Running is a mental workout
Imagination training, setting a goal, concentrating on a task or focusing on running technique – these are simple methods of dealing with pain and mental impotence recommended by sports psychologists. Experts advise how to overcome the crisis called the wall during a race or a long-distance run, run more meters of the route and lengthen the step shortened by fatigue.
As Natalia Pawelska and Dr. Dariusz Parzelski, sports psychologists at SWPS University, explain, “wall” is a crisis, which ry occurs during the run. One in two people experience it during their first participation in a marathon. Continuous, several-hour effort causes physiological phenomena to occur in the athlete’s body, which re cause a slump in form.
Research conducted by Pawelska under the direction of Dr. Parzelski among d 162 amateur runners have shown that 62.6 percent of. of them have experienced such a problem at least once while covering the course. Among d these os b 12.5 percent. always “collides with the wall” during the marathon, 30.4 percent. – often, and 57.1 percent. – rarely. This condition occurs most often between 28. a 35. kilometer.
– The wall is defined as an unpleasant experience that re is more of a physical crisis than a psychophysical one. This usually manifests itself through og lne fatigue, loss of motivation, unintentional slowing of pace, loss of form, increase in effort, b l muscles or sluggishness of the limbs,” explain the author and the promoter of the thesis titled “The crisis of the finish line”. “Analysis of the motive In and cognitive strategies used during the competition in athletes in those training for marathon running”.
According to the expert in phenomenon “walls” is related to training level, which is why debutant runners who Those who want to spr b to train for a marathon, they should prepare for difficulties. The key is to plan the way in coping with “wall” and adapt to the conditions in the prevailing conditions during the competition. It is worth taking into account the time of the start, air temperature, str j sports, but also terrain.
Sports psychologists recommend the so-called. imaginative training. One can try to run the entire marathon route in one’s mind, taking into account the established strategy and engaging as many senses as possible .
– Sit in a quiet place, close your eyes and imagine yourself running the entire route kilometer after kilometer. Take into account as many details as possible ł, among other things, what you see when covering a route or on the dial of a sports watch, but also observe Other noises, such as the beating of one’s own heart, the cheering of fans, monitor your own well-being, taste the food and drink, kt re you take in nutritional points and test ways to cope with crisis situations. Before you stand on the starting line, be prepared for s various eventualities. It’s worth sticking to this plan, because the euphoria during the first kilometers of the The time of the start can make the pace of the race much faster than intended, which in the following stages will pay with a decrease in form and motivation, experts advise.

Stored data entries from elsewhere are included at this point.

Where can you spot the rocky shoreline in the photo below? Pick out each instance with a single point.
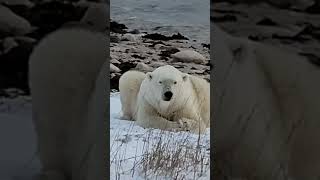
(30, 21)
(133, 50)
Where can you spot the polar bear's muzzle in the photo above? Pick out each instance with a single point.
(167, 96)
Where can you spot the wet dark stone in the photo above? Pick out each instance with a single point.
(266, 22)
(168, 52)
(118, 27)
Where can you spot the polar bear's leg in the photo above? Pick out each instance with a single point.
(129, 86)
(148, 120)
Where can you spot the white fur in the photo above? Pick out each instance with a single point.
(266, 111)
(129, 86)
(189, 108)
(68, 87)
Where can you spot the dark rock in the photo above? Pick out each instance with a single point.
(155, 43)
(205, 45)
(14, 68)
(135, 31)
(314, 9)
(230, 18)
(114, 39)
(290, 38)
(266, 22)
(126, 66)
(118, 27)
(157, 36)
(178, 36)
(311, 58)
(137, 56)
(310, 30)
(168, 52)
(256, 37)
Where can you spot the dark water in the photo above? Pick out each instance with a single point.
(189, 17)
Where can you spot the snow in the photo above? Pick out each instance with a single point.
(129, 143)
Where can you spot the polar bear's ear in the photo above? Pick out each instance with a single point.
(149, 75)
(185, 77)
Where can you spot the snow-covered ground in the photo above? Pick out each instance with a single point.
(167, 155)
(138, 153)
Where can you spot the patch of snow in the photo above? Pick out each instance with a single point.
(130, 143)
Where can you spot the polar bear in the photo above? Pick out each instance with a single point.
(266, 111)
(166, 99)
(129, 86)
(67, 78)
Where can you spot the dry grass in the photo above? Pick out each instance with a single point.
(161, 155)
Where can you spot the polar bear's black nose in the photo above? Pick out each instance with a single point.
(168, 95)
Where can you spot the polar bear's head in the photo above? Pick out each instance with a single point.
(167, 84)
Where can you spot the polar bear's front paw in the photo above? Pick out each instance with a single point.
(185, 124)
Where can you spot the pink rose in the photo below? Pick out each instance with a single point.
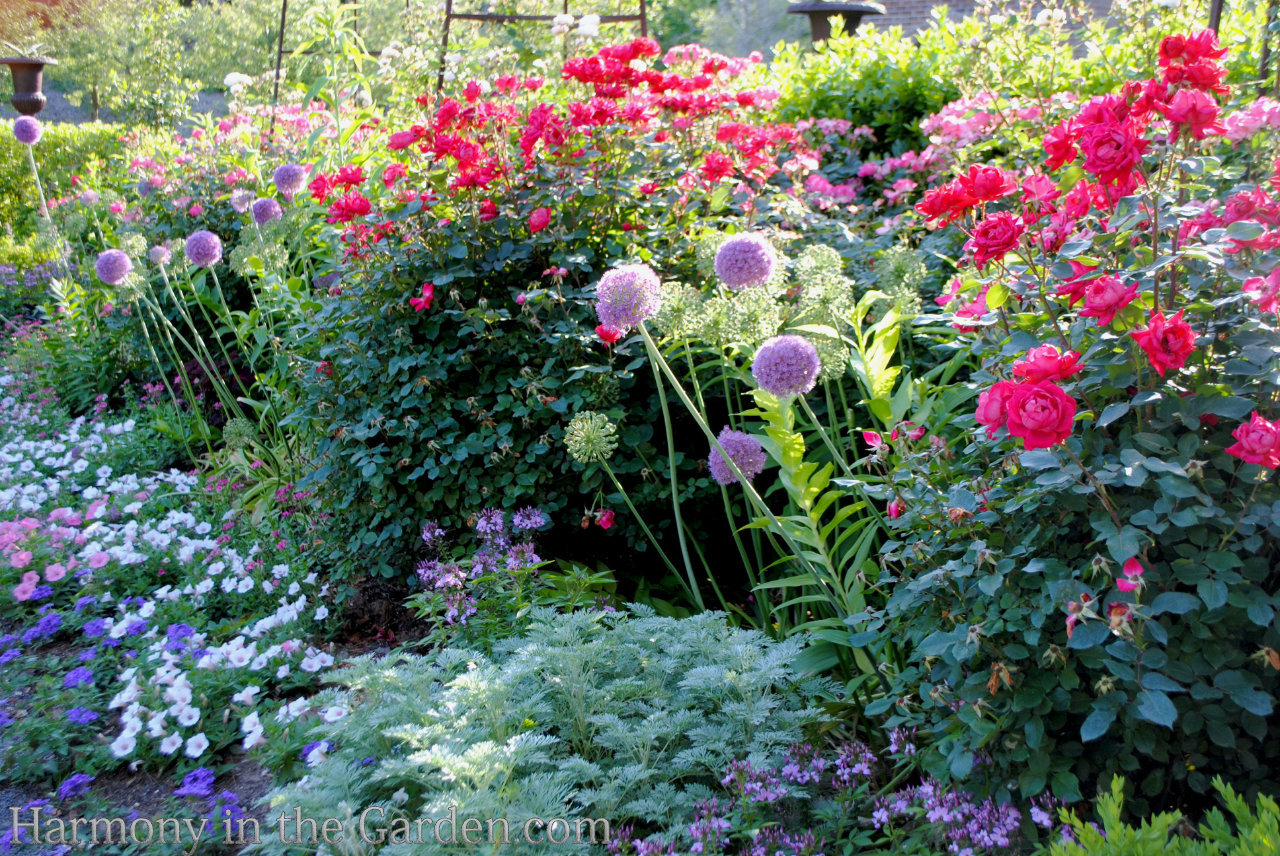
(1041, 413)
(1047, 364)
(1168, 342)
(1106, 296)
(1257, 442)
(993, 406)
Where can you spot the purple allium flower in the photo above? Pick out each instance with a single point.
(197, 783)
(78, 677)
(786, 365)
(76, 784)
(745, 261)
(266, 210)
(204, 248)
(113, 266)
(528, 518)
(27, 131)
(743, 449)
(81, 715)
(289, 179)
(242, 198)
(626, 296)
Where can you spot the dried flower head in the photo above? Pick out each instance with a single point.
(590, 436)
(786, 365)
(626, 296)
(113, 266)
(743, 449)
(745, 261)
(204, 248)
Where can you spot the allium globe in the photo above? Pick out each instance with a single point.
(27, 131)
(745, 261)
(627, 296)
(266, 210)
(289, 179)
(743, 449)
(786, 365)
(204, 248)
(113, 266)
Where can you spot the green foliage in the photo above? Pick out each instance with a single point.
(1256, 833)
(625, 717)
(63, 151)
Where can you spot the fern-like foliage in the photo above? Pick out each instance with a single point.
(627, 717)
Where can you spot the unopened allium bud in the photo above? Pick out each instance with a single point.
(590, 436)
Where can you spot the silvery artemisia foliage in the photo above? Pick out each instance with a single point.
(626, 717)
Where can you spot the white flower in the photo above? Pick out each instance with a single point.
(246, 696)
(196, 745)
(124, 745)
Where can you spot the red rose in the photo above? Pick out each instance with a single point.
(1111, 151)
(1257, 442)
(1166, 342)
(993, 237)
(1047, 364)
(1106, 296)
(539, 220)
(993, 406)
(1041, 413)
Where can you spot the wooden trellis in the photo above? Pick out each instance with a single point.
(501, 18)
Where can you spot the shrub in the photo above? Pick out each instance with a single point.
(1089, 580)
(625, 717)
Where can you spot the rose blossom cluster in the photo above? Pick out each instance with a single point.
(1033, 407)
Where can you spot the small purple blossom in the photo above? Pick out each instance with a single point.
(81, 676)
(113, 266)
(289, 179)
(27, 131)
(786, 366)
(74, 784)
(81, 715)
(743, 449)
(266, 210)
(204, 248)
(745, 261)
(197, 783)
(626, 296)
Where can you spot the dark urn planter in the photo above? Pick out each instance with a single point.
(819, 15)
(28, 73)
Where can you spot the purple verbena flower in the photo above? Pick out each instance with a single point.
(786, 366)
(743, 449)
(745, 261)
(113, 266)
(626, 296)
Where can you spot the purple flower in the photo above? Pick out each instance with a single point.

Despite the occurrence of a crisis, you can reach the finish line using motivational strategies. Psychologists estimate that recalling negative thoughts and focusing on every painful part of the body can mean the greatest difficulty and lead to giving up. That’s why it’s a good idea to develop your own motivational slogans in preparation for a run, e.g. “I am well prepared to run”, “running gives me a lot of joy”, “in a difficult situation, I focus on running technique”. These strategies are important especially ln the last kilometers in a marathon.

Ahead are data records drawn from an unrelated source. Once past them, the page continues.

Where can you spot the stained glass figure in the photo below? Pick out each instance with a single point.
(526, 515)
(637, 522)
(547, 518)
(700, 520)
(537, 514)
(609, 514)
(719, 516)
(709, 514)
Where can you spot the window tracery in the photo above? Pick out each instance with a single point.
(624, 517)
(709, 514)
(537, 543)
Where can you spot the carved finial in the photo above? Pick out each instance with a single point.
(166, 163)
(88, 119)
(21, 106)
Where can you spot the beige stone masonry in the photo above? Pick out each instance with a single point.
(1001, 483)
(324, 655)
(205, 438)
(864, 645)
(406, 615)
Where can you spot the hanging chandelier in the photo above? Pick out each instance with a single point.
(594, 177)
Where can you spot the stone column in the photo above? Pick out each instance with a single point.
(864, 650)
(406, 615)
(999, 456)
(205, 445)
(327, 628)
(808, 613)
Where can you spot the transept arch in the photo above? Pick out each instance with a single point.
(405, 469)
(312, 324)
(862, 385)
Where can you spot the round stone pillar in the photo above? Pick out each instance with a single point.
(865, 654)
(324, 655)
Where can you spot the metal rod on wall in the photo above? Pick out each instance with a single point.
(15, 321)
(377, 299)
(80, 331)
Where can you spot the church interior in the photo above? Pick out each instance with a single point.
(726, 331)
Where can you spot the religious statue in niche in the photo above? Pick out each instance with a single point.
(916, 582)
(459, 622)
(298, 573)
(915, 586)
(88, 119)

– To find out which hich strategy is most suitable for you, you should test it during training and athletes in the kr tthree distances. The more often a strategy is practiced, the greater the chance that it will be effective, Natalia Pawelska and Dr. Dariusz Parzelski argue.
According to the psychologist is worth training regularly under the guidance of a trainer, set yourself adequate goals, develop a strategy for the run, but also practice in the kind of conditions in which you will be competing. You can start by running In the 5 kilometer, and then increase the distance to 10 kilometers, p and so on until the marathon. During any participation in a competition on the cr tighter distances, opr cz to test your running abilities, it is worth focusing on observing the behavior of your own body and its reaction to emergency situations.
Opr cz physical preparation, proper diet is also important zar both before and during the marathon. You should plan how often, what types and amounts of liquid in will be taken and what will make up for the missing energy.